沈瀾之若有所感地看向璃月,喚道:“阿月......”

才將將從昏迷中蘇醒,他的嗓音沙啞,還帶著一股粘膩的韻味。

沈瀾之眼珠輕輕轉動著,發現現在幾人是在一處醫館內。

肅一在他身邊守著,璃月在火爐邊上熬著藥,一側的椅子上躺著一老人家。

沈瀾之又看向璃月,嘴唇微微動了動,還想說些什麽。

突然,一股滾燙的熱意便自他的心底迅速蔓延,瞬間席卷全身。

同樣意識到藥效還在的沈瀾之,眉頭驟然緊縮。

他的視線一直緊緊盯著璃月,雙手正本能地抓緊椅子扶手。

因著用力過猛,指關節開始泛白,手臂上的肌肉緊繃起來,帶動著椅子在地面上摩擦,發出尖銳又綿長的“吱呀”聲。

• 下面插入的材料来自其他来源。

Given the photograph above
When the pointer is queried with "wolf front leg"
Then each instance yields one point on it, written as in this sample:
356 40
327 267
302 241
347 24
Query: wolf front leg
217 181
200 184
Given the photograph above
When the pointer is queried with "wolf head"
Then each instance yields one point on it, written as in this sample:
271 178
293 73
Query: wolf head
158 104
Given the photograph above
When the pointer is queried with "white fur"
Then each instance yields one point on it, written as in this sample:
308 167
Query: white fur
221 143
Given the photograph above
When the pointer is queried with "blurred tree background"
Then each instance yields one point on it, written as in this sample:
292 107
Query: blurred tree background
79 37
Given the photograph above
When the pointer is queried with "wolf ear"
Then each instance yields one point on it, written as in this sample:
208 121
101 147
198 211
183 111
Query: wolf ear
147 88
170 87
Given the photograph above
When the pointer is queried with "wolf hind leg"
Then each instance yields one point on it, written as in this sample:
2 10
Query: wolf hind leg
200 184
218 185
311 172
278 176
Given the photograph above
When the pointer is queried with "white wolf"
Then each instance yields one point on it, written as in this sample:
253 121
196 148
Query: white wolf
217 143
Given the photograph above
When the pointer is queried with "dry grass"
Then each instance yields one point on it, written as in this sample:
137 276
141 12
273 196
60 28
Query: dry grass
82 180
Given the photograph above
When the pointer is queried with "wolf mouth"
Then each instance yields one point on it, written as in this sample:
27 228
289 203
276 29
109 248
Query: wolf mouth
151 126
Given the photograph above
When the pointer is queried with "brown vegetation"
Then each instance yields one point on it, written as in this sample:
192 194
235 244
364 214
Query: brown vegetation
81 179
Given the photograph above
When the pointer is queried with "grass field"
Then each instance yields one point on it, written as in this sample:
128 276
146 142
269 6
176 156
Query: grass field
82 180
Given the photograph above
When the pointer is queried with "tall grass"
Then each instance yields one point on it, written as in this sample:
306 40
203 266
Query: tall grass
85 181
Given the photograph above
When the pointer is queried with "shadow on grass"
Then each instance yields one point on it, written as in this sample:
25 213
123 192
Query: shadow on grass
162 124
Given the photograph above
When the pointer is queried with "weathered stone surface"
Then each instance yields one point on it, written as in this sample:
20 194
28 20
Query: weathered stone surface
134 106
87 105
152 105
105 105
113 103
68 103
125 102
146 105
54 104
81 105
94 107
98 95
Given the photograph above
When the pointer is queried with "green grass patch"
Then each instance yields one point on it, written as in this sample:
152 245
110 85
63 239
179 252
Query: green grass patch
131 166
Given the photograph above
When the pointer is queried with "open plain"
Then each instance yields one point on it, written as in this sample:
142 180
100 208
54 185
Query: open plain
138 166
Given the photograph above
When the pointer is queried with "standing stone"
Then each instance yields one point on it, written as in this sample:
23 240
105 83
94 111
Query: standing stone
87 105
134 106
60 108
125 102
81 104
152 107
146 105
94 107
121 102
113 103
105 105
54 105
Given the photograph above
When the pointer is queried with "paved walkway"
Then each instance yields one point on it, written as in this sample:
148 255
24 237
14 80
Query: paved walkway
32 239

璃月連忙靠近幾步查看他的情況,便發覺到他的呼吸愈發粗重,胸膛劇烈起伏,

雙頰因著莫名的熱流泛起不正常的酡紅,薄唇微張,眼神迷離......

好似從昏迷中醒來,這合歡香的藥效更強了。

她連忙靠近些喚著他,“大人。”

沈瀾之現在已經沒了理智,嘴裏卻依舊念著璃月的名:“阿月...阿月...我難受......”

他這般模樣,手指卻是緊緊抓著椅子,克制自己,不被那股情.潮操控。

璃月連忙轉身看了看火爐上的藥罐。

藥罐子裏發出咕嚕咕嚕的冒泡聲,藥材正在在水中翻滾著。

可藥還未熬好,還需等上些時間。

璃月看向沈瀾之,不忍道:“大人,你再忍忍,馬上藥就能熬好了。”

沈瀾之身上的衣衫此時成了禁錮,他已經開始伸手扯著衣裳,領口處露出來一大片白花花的肌膚,脖頸上汗珠滲出,青筋暴起。

站在一側的肅一看著只能幹著急,他同為男子,感同身受,卻做不了什麽,只能等著璃月為他解去藥效。

林老看得分明,冷不丁道:“這位大人是你的情郎?”

“到了這一步都還能忍耐,強行壓制著不傷害你。”

“倒是個好人,不過你這丫頭也是夠心狠的。”

璃月垂下眼睫沒說話。

若不是用解藥為沈瀾之解除藥性,若是選擇陰陽調和......若要她今夜以身為他解藥......

——無關清白與否,只是她現在還做不到。

林老幽幽道:“不過他是個大男人,忍忍也就過去了。”

見沒人說話,林老的目光微微跳動。

“果然老夫還是老了......”說著話,他看向藥櫃那兒卷著放好的畫卷,“如今見著你們年輕人,也開始感慨萬千。”